2. Would the Mental Deficiency respond to Medical Treatment?—Cannot the doctor prescribe something to cure the mental deficiency or want of balance? Let us give some consideration to this question. Medicines act either upon the symptoms of a disease, or upon the organic changes which produce them, or, lastly, upon the very causes of such organic changes. Quinine, for example, has a selective action on the parasites of malaria; mercury produces an undoubted effect upon syphilitic growths; treatment by cold baths keeps the temperature of typhoid fever below a certain level during the whole of the illness. Cannot analogous results be hoped for in mental deficiency? A brief résumé of what we know concerning the causes of mental deficiency and the anatomical lesions which accompany it will determine our answer.
The dominant etiological feature is that mental deficiency and want of balance depend upon hereditary conditions, or conditions acquired in the earliest stages of development. By hereditary conditions must be understood strictly those which result from alterations in the germ cells of the parents. An intoxication alone seems capable of exercising upon the latter a sufficiently general action to reach the germ cells, and by far the most frequent poison is alcohol. By acquired conditions must be understood the results of diseases of the fœtus or of infancy, and especially the cerebral complications of the infectious fevers—e.g., meningitis in the course of an eruptive fever. In all such cases, with rare exceptions to be mentioned immediately, by the time the mental deficiency is discovered, its causes are no longer active, and consequently cannot be affected by medical intervention.
The statements we have just made with regard to the causes of mental deficiency lead to some practical conclusions. The ultimate evolution of the congenital cases differs from that of acquired cases, and this renders a study of the early history of the child important. If the development of the child has been normal at first, and has then been abruptly interrupted, for example, by an attack of meningitis, of which we can obtain by inquiry a definite history, the prognosis is not good.

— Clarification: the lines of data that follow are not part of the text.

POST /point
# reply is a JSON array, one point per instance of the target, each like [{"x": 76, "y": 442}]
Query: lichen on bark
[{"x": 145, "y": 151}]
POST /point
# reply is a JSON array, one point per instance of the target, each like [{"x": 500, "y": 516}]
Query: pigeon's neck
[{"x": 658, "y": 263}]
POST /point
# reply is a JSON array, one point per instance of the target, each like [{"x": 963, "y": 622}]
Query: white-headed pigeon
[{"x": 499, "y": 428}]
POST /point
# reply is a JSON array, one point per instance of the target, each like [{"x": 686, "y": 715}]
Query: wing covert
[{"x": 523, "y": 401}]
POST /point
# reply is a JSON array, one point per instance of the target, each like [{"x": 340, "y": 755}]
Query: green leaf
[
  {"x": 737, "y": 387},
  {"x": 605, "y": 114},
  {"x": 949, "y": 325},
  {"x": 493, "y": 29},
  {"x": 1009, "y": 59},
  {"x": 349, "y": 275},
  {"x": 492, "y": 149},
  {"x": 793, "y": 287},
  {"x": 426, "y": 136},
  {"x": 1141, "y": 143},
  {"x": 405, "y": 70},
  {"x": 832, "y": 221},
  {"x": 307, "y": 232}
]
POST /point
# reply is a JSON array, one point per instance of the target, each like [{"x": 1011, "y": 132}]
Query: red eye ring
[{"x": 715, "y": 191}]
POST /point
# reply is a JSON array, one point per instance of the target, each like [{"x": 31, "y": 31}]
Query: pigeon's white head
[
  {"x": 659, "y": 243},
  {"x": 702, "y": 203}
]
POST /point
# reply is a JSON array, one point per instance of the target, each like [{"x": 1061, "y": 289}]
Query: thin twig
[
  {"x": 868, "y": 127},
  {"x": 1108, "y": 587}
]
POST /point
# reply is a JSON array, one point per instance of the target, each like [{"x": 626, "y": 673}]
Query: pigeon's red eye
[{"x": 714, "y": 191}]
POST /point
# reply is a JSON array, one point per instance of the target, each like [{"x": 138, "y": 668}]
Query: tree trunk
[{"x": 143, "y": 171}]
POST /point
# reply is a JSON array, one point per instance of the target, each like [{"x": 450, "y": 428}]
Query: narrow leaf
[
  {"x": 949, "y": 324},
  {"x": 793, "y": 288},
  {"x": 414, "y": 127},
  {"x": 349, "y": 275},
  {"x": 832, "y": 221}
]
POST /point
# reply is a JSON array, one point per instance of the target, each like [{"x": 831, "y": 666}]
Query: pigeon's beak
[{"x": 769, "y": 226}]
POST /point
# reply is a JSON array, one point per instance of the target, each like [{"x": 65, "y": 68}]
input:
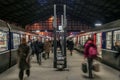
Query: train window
[
  {"x": 16, "y": 40},
  {"x": 3, "y": 41},
  {"x": 108, "y": 40},
  {"x": 116, "y": 36}
]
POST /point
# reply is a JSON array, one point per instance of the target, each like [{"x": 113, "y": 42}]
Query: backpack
[{"x": 92, "y": 51}]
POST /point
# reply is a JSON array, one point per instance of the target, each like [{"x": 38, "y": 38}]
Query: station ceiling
[{"x": 25, "y": 12}]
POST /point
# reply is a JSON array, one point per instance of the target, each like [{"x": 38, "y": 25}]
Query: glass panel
[
  {"x": 16, "y": 40},
  {"x": 3, "y": 41}
]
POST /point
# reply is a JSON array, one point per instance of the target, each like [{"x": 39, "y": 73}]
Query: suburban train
[
  {"x": 10, "y": 36},
  {"x": 105, "y": 38}
]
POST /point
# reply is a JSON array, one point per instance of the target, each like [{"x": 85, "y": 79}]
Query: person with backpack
[
  {"x": 38, "y": 50},
  {"x": 117, "y": 48},
  {"x": 90, "y": 52},
  {"x": 70, "y": 46}
]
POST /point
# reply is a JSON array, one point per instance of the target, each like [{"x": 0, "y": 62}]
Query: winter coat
[
  {"x": 47, "y": 46},
  {"x": 23, "y": 55},
  {"x": 70, "y": 45},
  {"x": 86, "y": 48}
]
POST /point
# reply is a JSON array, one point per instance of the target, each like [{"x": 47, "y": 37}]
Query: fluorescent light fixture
[
  {"x": 60, "y": 28},
  {"x": 46, "y": 31},
  {"x": 98, "y": 24},
  {"x": 37, "y": 30}
]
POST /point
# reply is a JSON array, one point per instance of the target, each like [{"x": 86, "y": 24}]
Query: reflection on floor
[{"x": 73, "y": 72}]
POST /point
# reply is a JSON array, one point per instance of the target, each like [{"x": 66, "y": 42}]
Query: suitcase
[
  {"x": 96, "y": 67},
  {"x": 84, "y": 67}
]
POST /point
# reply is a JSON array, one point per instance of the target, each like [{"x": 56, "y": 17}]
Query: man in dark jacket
[{"x": 38, "y": 50}]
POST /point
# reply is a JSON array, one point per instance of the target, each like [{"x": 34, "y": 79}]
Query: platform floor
[{"x": 73, "y": 72}]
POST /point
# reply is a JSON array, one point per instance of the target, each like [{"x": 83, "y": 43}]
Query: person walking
[
  {"x": 47, "y": 47},
  {"x": 23, "y": 58},
  {"x": 70, "y": 44},
  {"x": 38, "y": 50},
  {"x": 90, "y": 52}
]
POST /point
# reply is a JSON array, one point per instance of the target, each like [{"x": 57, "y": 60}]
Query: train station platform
[{"x": 73, "y": 72}]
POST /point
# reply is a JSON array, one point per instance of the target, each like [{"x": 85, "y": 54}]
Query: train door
[{"x": 99, "y": 44}]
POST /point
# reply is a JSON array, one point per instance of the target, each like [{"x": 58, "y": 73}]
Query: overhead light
[
  {"x": 98, "y": 24},
  {"x": 37, "y": 30}
]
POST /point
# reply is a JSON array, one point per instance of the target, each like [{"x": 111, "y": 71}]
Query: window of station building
[
  {"x": 108, "y": 40},
  {"x": 116, "y": 37},
  {"x": 3, "y": 41},
  {"x": 16, "y": 40}
]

For it is a well-recognised fact that cases of acquired mental deficiency are not likely to make a fresh start. If we were hesitating whether to send an imbecile child to an asylum or to put him in a class for mental defectives, a history like the above would lead us to give the preference to the asylum; but let us say once more, we do not find here an indication for treatment.

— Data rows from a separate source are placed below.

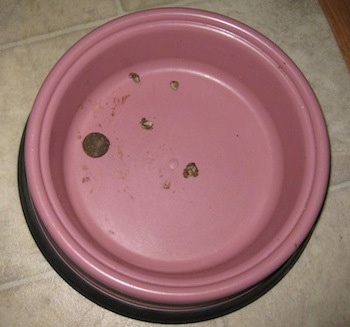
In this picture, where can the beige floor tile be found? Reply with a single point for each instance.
(301, 30)
(133, 5)
(22, 19)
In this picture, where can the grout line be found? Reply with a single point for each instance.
(46, 36)
(24, 281)
(340, 186)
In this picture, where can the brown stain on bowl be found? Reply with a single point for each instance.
(96, 145)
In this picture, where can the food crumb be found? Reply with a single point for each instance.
(191, 170)
(95, 145)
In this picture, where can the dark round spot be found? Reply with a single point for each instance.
(95, 145)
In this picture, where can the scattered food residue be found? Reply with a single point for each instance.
(135, 77)
(191, 170)
(95, 145)
(174, 85)
(146, 124)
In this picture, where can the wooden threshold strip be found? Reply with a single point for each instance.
(337, 13)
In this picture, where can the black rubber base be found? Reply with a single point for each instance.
(133, 308)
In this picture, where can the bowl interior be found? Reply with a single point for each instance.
(214, 98)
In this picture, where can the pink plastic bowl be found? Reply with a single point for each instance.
(169, 88)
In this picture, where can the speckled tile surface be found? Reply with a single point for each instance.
(33, 36)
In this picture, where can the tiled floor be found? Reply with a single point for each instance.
(33, 36)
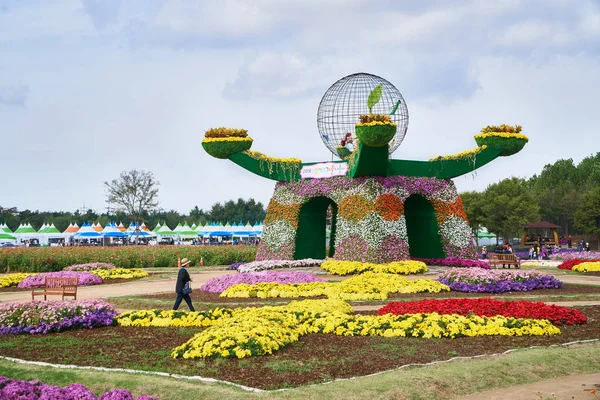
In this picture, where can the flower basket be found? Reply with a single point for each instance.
(224, 147)
(375, 134)
(508, 143)
(343, 152)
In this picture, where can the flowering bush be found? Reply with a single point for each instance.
(569, 264)
(235, 266)
(83, 278)
(225, 132)
(256, 266)
(496, 281)
(587, 267)
(582, 255)
(120, 273)
(264, 330)
(45, 259)
(34, 390)
(89, 267)
(459, 156)
(488, 308)
(371, 226)
(219, 284)
(13, 279)
(454, 262)
(54, 316)
(354, 267)
(366, 286)
(175, 318)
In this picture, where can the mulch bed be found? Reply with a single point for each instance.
(315, 358)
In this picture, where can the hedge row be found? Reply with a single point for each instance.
(45, 259)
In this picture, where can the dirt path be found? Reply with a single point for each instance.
(142, 286)
(576, 387)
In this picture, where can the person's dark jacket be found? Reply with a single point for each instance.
(183, 277)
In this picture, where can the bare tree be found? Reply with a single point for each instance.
(133, 192)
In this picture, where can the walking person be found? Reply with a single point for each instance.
(182, 287)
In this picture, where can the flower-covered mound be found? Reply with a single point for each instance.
(54, 316)
(219, 284)
(367, 286)
(264, 330)
(256, 266)
(583, 255)
(587, 267)
(569, 264)
(11, 280)
(89, 267)
(355, 267)
(36, 390)
(371, 225)
(496, 281)
(120, 273)
(83, 278)
(488, 308)
(454, 262)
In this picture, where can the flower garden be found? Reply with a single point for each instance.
(293, 315)
(293, 312)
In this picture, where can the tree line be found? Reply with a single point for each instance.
(230, 211)
(563, 193)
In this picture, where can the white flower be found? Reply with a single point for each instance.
(457, 232)
(278, 233)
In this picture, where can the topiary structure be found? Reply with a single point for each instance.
(382, 209)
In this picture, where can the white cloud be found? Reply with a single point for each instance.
(14, 95)
(138, 86)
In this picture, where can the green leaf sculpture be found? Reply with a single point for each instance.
(395, 107)
(374, 97)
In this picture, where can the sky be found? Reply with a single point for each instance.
(90, 88)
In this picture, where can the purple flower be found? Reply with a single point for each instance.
(218, 285)
(83, 278)
(54, 316)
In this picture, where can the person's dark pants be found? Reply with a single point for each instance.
(187, 298)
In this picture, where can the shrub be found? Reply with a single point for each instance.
(34, 259)
(54, 316)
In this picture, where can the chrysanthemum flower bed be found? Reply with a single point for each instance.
(12, 280)
(256, 266)
(219, 284)
(570, 264)
(54, 316)
(120, 273)
(83, 278)
(477, 280)
(573, 255)
(34, 390)
(89, 267)
(587, 267)
(355, 267)
(367, 286)
(488, 308)
(257, 331)
(455, 262)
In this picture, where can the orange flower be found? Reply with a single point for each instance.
(355, 207)
(277, 211)
(389, 206)
(444, 210)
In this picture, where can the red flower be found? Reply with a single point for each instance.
(488, 308)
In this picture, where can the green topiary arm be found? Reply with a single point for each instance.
(442, 169)
(275, 170)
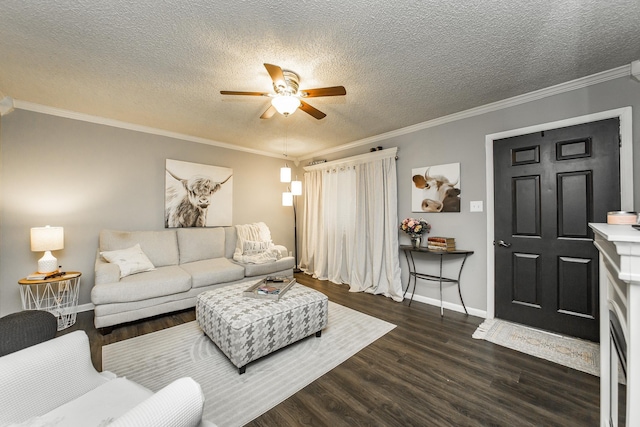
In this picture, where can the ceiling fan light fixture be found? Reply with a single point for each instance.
(285, 104)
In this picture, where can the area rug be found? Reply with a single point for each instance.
(567, 351)
(156, 359)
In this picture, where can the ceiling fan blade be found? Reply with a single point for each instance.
(312, 110)
(276, 74)
(324, 91)
(269, 112)
(233, 92)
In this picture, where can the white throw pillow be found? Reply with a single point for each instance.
(131, 260)
(251, 247)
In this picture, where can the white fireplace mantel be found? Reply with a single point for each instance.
(619, 247)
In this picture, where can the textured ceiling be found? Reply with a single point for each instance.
(163, 63)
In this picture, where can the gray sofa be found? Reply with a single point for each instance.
(186, 261)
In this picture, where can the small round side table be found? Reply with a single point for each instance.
(58, 296)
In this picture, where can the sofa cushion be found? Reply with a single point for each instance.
(230, 241)
(251, 270)
(196, 244)
(162, 281)
(213, 271)
(97, 407)
(160, 246)
(130, 261)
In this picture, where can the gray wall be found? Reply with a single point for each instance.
(86, 177)
(464, 141)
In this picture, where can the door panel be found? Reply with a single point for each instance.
(548, 187)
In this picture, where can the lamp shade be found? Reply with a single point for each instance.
(285, 104)
(287, 198)
(296, 188)
(285, 174)
(47, 238)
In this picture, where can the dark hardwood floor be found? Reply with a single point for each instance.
(428, 371)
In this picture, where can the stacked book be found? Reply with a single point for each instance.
(441, 243)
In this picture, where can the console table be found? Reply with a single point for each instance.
(408, 253)
(619, 247)
(58, 296)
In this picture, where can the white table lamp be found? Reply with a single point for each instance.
(47, 239)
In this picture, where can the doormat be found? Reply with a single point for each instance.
(571, 352)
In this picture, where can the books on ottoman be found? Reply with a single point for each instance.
(441, 243)
(270, 288)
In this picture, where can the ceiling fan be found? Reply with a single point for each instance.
(288, 97)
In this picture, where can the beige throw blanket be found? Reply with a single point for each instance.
(254, 244)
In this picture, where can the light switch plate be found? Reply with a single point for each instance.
(475, 206)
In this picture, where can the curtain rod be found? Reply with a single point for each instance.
(381, 154)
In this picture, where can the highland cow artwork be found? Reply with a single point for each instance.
(436, 188)
(197, 195)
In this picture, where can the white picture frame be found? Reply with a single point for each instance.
(436, 188)
(197, 195)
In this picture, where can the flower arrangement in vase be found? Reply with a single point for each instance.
(415, 228)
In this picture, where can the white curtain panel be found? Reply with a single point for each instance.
(350, 224)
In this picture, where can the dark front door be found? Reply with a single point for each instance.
(548, 187)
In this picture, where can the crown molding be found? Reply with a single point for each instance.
(44, 109)
(623, 71)
(635, 70)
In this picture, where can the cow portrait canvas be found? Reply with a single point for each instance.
(197, 195)
(436, 188)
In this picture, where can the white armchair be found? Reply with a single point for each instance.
(55, 384)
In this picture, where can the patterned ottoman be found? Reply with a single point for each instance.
(246, 329)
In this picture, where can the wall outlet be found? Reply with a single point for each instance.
(475, 206)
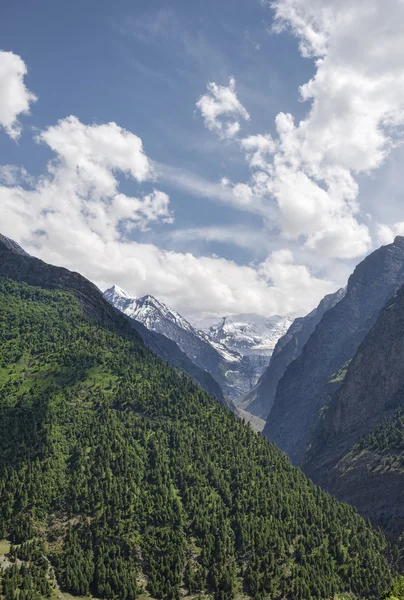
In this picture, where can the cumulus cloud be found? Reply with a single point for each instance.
(75, 215)
(221, 109)
(15, 97)
(79, 192)
(354, 119)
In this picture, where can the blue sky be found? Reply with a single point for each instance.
(144, 66)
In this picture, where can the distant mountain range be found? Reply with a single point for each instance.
(235, 351)
(260, 399)
(121, 478)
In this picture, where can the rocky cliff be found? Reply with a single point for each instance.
(260, 399)
(303, 390)
(357, 449)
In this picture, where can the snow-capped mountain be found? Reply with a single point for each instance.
(235, 351)
(230, 369)
(250, 333)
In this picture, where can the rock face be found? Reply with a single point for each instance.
(232, 371)
(367, 471)
(17, 264)
(260, 399)
(303, 391)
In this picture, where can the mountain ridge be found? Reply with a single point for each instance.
(303, 389)
(119, 475)
(29, 269)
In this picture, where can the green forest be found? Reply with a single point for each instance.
(120, 477)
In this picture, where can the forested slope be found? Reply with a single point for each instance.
(131, 477)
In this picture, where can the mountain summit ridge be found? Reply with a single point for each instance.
(304, 388)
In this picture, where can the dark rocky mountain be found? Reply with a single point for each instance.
(260, 399)
(357, 449)
(234, 373)
(121, 478)
(311, 378)
(20, 266)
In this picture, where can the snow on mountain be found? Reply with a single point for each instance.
(234, 374)
(250, 333)
(235, 351)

As to the changes which are found post-mortem, these are manifold and of an unalterable kind. They are as follows:
(1) The results of the rupture of a cerebral vessel—e.g., from asphyxia at birth or a delivery by forceps. Blood has been poured out into the nervous tissue. The latter has been destroyed over a greater or less extent, and there is found in its place a cyst filled with sero-sanguineous fluid.
(2) The obstruction of an artery—e.g., by septic thrombosis—has prevented the blood from reaching a part of the brain, with similar results to those mentioned.

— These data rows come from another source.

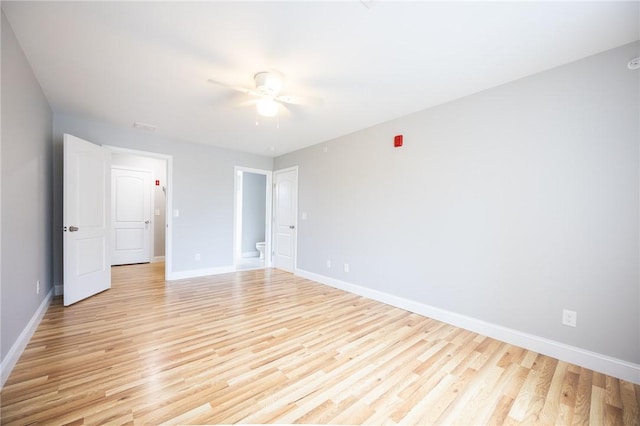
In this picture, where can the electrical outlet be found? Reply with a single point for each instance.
(569, 318)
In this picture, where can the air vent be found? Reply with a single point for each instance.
(144, 126)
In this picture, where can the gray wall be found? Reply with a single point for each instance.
(203, 189)
(158, 170)
(506, 206)
(26, 192)
(254, 187)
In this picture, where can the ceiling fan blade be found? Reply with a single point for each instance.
(300, 100)
(237, 88)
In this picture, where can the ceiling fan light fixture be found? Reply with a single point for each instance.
(267, 107)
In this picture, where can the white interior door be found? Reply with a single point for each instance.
(285, 212)
(131, 216)
(86, 222)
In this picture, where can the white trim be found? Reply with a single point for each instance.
(602, 363)
(194, 273)
(21, 342)
(168, 238)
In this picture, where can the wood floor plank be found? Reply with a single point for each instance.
(266, 346)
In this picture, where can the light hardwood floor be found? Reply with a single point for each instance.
(265, 346)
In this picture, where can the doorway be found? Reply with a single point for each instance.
(132, 199)
(160, 168)
(286, 219)
(252, 219)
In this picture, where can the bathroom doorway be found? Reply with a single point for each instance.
(252, 224)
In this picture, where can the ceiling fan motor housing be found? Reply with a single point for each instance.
(268, 83)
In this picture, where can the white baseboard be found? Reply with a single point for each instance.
(16, 350)
(193, 273)
(598, 362)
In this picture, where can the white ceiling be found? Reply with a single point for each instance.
(122, 62)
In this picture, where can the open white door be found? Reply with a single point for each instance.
(131, 216)
(285, 212)
(86, 222)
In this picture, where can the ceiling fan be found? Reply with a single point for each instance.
(267, 91)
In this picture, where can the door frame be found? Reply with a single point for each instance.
(237, 212)
(295, 207)
(168, 239)
(150, 238)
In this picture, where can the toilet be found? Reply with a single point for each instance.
(260, 247)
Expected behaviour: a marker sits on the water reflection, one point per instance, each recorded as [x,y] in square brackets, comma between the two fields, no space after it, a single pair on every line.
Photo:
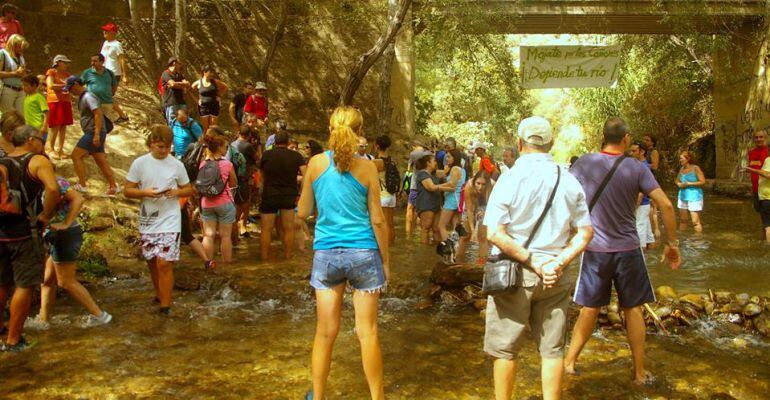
[251,337]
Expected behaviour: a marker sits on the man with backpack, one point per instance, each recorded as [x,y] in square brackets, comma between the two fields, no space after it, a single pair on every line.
[186,132]
[172,86]
[614,257]
[24,175]
[280,170]
[390,183]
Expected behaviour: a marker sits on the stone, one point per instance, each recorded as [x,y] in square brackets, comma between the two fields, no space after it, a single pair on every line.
[762,324]
[665,292]
[751,310]
[425,303]
[187,283]
[709,307]
[480,304]
[742,299]
[100,224]
[723,297]
[694,300]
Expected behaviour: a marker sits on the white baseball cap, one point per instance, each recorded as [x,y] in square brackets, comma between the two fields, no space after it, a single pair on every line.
[536,130]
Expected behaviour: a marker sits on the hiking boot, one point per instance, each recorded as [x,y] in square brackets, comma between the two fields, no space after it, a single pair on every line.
[103,319]
[14,348]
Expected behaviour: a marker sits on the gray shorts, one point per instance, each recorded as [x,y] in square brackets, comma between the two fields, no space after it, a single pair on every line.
[544,311]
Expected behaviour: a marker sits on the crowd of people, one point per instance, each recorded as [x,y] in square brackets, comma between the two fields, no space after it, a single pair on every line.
[527,212]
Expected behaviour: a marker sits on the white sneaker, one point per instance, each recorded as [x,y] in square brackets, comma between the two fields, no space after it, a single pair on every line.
[37,324]
[103,319]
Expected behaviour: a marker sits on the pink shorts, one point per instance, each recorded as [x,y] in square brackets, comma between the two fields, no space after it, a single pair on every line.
[60,113]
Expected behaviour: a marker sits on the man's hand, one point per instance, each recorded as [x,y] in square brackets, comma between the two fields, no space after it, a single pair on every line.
[59,226]
[672,256]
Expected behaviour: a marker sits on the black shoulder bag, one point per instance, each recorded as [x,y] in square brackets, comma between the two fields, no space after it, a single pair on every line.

(3) In other cases are found the more or less extensive changes produced by meningitis or meningo-encephalitis. The inflammation of its envelopes has interfered with the brain, and consequently with its functions.
(4) An increased secretion of cerebro-spinal fluid has led to a compression of the nervous system or a distension of its cavities, notably of the lateral ventricles of the cerebral hemispheres, and has led to a separation of the bones of the cranium, thus producing the large globular head of hydrocephalus.
(5) There may be found simply defects of development whose causes are known (microcephalus, or extreme smallness of the cranium relatively to the face; microgyria, or marked thinness of the convolutions).
(6) Lastly—and this is frequently the case in the worst degrees of deficiency—the post-mortem, and even microscopic examination of the organs may show no change at all.